No final das contas, e sendo ainda uma equipa pequena — além de Ricardo e da consultadoria externa, como a nutricionista, a empresa tem apenas mais uma pessoa a tempo inteiro –, o objetivo não é que o algoritmo de inteligência artificial decida sempre tudo.

O conteúdo das caixas é escolhido pelo algoritmo que Ricardo criou e pode ter frutos secos, barra cruas ou outros produtos embalados pela empresa

“Embora seja de matemática, o melhor é um mundo que envolva o melhor do ser humano e o melhor da máquina”, diz Ricardo quanto ao que quer da sua empresa. Mesmo assim, e apesar de ter “o algoritmo para personalizar em escala”, garante que haverá sempre “uma parte humana que perceba as partes específicas de cada clientes”.

Num mundo que vive com notícias sobre uso abusivo de dados por parte de grandes empresas tecnológicas, o empresário esclarece que a parte humana é necessária para garantir o melhor produto sem ninguém se sentir defraudado.

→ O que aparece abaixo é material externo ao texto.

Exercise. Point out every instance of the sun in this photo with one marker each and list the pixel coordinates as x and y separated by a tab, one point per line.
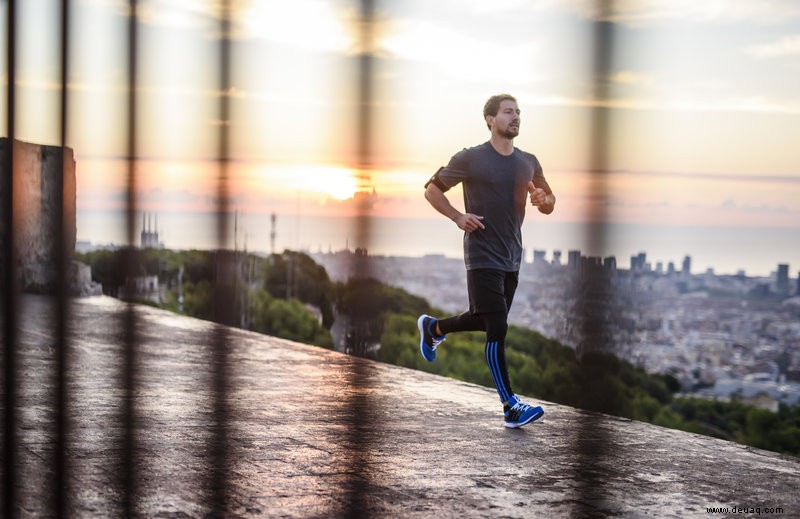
335	182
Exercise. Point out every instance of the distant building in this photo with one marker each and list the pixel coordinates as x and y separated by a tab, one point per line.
149	236
574	260
142	289
610	265
782	279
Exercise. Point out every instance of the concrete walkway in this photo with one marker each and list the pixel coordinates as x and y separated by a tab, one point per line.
314	433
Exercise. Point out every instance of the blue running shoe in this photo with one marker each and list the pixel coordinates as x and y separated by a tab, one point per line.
518	413
427	341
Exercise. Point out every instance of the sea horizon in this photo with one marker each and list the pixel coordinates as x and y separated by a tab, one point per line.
727	250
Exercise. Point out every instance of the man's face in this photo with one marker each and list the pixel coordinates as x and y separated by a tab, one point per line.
506	122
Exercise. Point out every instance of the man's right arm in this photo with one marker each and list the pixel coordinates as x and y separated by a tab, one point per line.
465	221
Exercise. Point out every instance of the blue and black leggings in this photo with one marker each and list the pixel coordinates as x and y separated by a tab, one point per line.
491	293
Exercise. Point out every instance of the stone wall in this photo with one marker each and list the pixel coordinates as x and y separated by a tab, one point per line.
36	188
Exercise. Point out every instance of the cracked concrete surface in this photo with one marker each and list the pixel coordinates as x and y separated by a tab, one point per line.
314	433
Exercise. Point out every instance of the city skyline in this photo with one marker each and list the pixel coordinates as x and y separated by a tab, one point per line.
701	101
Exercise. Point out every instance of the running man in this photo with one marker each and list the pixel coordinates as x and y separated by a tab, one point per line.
497	180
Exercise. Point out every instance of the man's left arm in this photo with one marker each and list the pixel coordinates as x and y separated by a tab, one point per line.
542	196
541	199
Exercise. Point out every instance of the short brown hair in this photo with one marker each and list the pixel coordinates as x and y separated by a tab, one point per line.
492	106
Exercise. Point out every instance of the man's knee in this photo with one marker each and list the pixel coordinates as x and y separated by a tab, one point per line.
496	326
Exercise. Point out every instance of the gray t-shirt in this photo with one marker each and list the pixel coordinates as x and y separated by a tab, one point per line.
495	187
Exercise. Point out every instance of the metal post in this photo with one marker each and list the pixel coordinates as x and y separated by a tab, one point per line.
9	278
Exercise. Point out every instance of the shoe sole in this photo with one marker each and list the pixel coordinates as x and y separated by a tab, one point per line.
420	324
526	422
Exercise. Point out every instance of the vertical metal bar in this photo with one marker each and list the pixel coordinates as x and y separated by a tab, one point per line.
224	298
593	441
129	474
61	475
9	277
361	432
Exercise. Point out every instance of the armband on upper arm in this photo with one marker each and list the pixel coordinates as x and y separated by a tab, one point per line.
436	181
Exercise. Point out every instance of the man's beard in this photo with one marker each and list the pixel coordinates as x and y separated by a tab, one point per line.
508	133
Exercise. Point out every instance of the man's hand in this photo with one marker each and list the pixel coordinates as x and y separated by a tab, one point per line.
540	199
469	222
538	195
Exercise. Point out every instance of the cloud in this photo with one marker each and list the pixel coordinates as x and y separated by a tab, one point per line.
786	46
627	77
463	55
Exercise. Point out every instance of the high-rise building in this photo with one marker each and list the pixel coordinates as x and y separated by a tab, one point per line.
610	264
149	236
574	260
782	279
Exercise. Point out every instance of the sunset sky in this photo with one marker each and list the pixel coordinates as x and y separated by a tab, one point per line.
704	100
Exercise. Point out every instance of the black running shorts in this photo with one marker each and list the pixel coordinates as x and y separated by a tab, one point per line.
491	290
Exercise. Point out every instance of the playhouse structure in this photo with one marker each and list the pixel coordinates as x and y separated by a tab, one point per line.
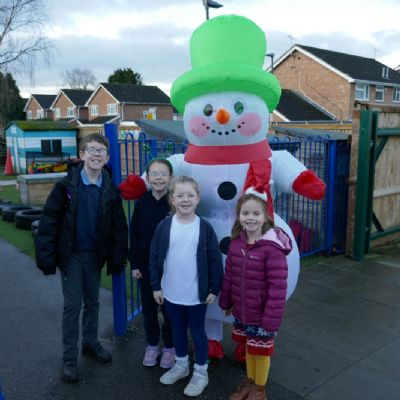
40	146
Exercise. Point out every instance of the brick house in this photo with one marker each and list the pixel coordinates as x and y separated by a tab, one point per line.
129	102
335	81
70	104
38	106
294	107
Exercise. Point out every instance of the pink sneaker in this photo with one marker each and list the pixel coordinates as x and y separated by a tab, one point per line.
150	358
167	358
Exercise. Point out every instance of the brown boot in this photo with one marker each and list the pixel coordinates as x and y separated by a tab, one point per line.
243	389
257	393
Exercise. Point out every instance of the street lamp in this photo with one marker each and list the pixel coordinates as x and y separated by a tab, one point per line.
272	55
211	4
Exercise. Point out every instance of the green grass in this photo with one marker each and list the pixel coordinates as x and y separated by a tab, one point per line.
24	241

Os inquéritos são usados porque “o consumidor não gosta desse abuso de confiança”, como seria, exemplica, a utilização de dados de entidades terceiras — como fazem o Facebook e a Google, por exemplo — para criar a box perfeita.

Mesmo assim, Ricardo Alves assume que, com o aumento de clientes, o algoritmo vai aprendendo “padrões de comportamento” para perceber aquilo de que o cliente pode gostar mesmo que não tenha manifestado essa opção.

“O algoritmo consegue perceber se um cliente gosta, por exemplo, de wasabi mesmo que não saiba”, diz, prometendo, contudo, que esses dados só são utilizados internamente, protegendo a identidade de quem os dá. “Estamos a usar apenas esses dados dos clientes para uma experiência ainda melhor”, garante o empreendedor.

Com os dados que temos atualmente temos o suficiente para surpreender o cliente”, frisa Ricardo Alves.

Quanto ao futuro, Ricardo Alves é otimista: “Queremos internacionalizar, faz todo o sentido”. “Quem sabe um dia vamos ser um unicórnio”, adianta entre gracejos. Para já, a Oh!My Snacks vai continuar a vender as boxes personalizadas em Portugal continental (ainda não enviam para as ilhas, assume).

Quanto ao preço do serviço, dependerá do que o cliente escolher e de quantas caixas quiser receber, mas a mais barata, com cinco snacks, custa 8,99 euros, havendo também uma com 10 snacks que fica a 14,95 euros (os preços têm a entrega incluída). E, à semelhança dos serviços de subscrição de streaming, o empreendedor afirma que o serviço pode ser cancelado caso o cliente não goste dos snacks que o algoritmo de inteligência artificial está a escolher.